Earlier this year GSK announced new initiatives on pricing, research and investment in health systems, including a patent pool to promote research on neglected diseases, emphasising the need for a new way of thinking in the industry.
Andrew Witty, the CEO of GSK, talking about the need to improve access to medicines in developing countries said, and I quote:
“We need to adopt a new mindset… our business model is not written into any country’s constitution.”
Pfizer has set up a Global Access Strategy unit which is headed by our speaker today, Ponni Subbiah. The unit is dedicated to exploring and developing new business models that will improve access to quality medicines in a way that is both commercially viable and socially responsible. I look forward to hearing more about Pfizer’s plans in this area.

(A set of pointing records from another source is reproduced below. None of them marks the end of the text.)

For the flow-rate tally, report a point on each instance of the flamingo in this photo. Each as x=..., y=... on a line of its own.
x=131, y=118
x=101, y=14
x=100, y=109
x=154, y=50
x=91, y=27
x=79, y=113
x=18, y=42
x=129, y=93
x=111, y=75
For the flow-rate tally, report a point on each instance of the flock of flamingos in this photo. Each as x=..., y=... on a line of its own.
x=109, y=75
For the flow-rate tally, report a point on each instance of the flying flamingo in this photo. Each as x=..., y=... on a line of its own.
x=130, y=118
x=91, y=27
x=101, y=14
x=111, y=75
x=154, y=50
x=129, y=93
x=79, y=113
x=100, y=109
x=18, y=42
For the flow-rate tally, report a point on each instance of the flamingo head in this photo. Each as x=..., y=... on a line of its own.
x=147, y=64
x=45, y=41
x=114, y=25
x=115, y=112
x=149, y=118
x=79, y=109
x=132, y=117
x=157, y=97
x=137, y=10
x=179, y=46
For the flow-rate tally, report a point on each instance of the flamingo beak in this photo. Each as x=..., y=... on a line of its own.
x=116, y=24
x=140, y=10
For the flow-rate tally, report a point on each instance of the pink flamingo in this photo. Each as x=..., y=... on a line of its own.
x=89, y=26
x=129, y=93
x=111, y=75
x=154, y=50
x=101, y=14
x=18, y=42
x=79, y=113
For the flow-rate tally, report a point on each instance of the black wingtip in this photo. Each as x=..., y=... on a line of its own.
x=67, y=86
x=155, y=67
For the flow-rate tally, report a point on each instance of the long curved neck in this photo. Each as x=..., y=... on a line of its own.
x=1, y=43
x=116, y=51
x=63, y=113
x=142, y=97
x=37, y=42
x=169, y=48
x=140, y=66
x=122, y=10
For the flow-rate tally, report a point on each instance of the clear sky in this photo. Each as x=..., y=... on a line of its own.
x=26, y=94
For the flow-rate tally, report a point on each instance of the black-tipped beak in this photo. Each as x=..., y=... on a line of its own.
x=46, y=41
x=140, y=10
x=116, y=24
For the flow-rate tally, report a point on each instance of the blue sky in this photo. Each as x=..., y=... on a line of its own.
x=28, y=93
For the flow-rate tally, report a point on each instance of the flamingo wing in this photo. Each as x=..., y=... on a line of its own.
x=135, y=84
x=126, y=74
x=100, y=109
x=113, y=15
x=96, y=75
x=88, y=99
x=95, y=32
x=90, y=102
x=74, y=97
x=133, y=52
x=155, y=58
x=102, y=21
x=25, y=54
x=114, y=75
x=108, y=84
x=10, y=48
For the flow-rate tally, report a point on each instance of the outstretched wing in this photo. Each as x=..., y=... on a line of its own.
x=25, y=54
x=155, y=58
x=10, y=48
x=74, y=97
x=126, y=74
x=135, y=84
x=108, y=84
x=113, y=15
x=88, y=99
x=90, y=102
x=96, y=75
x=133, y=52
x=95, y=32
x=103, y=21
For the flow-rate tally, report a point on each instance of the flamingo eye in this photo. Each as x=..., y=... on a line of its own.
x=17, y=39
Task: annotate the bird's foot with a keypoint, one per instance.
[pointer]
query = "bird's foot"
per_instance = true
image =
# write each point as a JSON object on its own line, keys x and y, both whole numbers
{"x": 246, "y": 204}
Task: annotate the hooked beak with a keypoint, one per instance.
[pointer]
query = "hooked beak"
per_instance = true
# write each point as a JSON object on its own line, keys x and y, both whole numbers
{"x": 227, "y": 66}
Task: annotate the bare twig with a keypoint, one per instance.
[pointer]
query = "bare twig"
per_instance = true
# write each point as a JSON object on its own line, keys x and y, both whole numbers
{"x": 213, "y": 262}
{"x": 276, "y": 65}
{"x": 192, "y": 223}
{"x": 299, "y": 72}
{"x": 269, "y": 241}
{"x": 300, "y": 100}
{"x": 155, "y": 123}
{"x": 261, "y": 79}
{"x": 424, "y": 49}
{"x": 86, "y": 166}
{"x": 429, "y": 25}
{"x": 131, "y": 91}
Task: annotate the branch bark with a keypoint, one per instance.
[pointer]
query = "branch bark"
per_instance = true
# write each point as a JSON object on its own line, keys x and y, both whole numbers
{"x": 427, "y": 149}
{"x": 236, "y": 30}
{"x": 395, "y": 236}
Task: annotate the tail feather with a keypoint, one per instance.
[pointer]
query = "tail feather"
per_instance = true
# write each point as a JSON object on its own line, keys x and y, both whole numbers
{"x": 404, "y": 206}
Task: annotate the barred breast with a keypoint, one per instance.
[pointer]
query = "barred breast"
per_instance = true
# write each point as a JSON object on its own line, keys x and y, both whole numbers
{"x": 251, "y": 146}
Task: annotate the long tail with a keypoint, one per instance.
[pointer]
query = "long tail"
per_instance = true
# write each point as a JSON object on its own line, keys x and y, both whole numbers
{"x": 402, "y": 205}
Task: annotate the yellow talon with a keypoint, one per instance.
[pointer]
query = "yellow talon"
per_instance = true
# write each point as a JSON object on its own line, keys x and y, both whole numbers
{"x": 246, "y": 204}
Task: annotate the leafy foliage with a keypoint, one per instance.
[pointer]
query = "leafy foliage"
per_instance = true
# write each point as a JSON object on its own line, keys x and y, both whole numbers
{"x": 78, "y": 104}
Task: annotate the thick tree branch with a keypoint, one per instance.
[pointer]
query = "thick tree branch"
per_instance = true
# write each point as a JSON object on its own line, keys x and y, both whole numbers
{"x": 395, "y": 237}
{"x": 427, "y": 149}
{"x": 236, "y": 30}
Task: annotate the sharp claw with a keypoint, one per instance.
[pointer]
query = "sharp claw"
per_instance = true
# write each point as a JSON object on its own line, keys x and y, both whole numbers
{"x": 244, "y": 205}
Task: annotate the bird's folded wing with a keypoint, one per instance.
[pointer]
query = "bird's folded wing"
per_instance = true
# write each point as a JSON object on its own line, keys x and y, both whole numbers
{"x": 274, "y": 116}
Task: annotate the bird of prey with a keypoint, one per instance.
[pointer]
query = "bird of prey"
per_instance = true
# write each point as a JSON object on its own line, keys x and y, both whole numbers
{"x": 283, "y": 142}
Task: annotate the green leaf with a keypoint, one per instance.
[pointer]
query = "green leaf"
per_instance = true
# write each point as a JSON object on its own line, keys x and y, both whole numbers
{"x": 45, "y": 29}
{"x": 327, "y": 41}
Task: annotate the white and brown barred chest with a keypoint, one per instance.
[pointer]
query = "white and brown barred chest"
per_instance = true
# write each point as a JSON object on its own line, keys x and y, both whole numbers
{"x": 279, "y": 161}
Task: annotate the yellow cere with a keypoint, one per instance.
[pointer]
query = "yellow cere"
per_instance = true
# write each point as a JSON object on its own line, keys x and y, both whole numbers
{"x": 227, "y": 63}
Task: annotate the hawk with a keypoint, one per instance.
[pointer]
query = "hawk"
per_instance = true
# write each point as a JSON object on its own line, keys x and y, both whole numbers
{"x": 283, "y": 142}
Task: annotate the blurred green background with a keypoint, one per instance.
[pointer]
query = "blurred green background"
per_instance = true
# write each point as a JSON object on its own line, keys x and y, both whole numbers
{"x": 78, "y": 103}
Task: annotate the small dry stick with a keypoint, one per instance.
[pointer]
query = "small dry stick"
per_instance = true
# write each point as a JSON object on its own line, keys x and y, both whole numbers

To help drive progress on access to medicines, we have recently made a commitment, along with the Bill and Melinda Gates Foundation, to the Access to Medicines Index which ranks companies on the quality of their policies on access to medicines.
The Index will be an impartial measure of how well companies are doing at making their products available in developing countries – and it aims to encourage good practice across the board. I would like to congratulate Wim Leereveld on his sterling efforts in getting this off the ground.
Of course, industry doesn’t need the government to tell them that developing countries and emerging markets have the potential to be major sources of future growth. By 2020 sales in emerging markets are likely to exceed current sales in the USA and Europe combined.
Our challenge is to ensure that the poor as well as the rich benefit as the pharmaceutical market expands.
That is why we have selected “differential pricing” as the forum’s first topic for dialogue. Professor Yadav from MIT will today initiate the discussion – which we hope will result in new ideas and lead to concrete outcomes in improving access to medicines.
Today’s event is only the beginning of a process. But by working together – industry and government, along with stakeholders from across civil society – this forum can help us to change the way we do business and make a real difference to the lives of millions of poor people around the world.
Thank you and I look forward to hearing your views.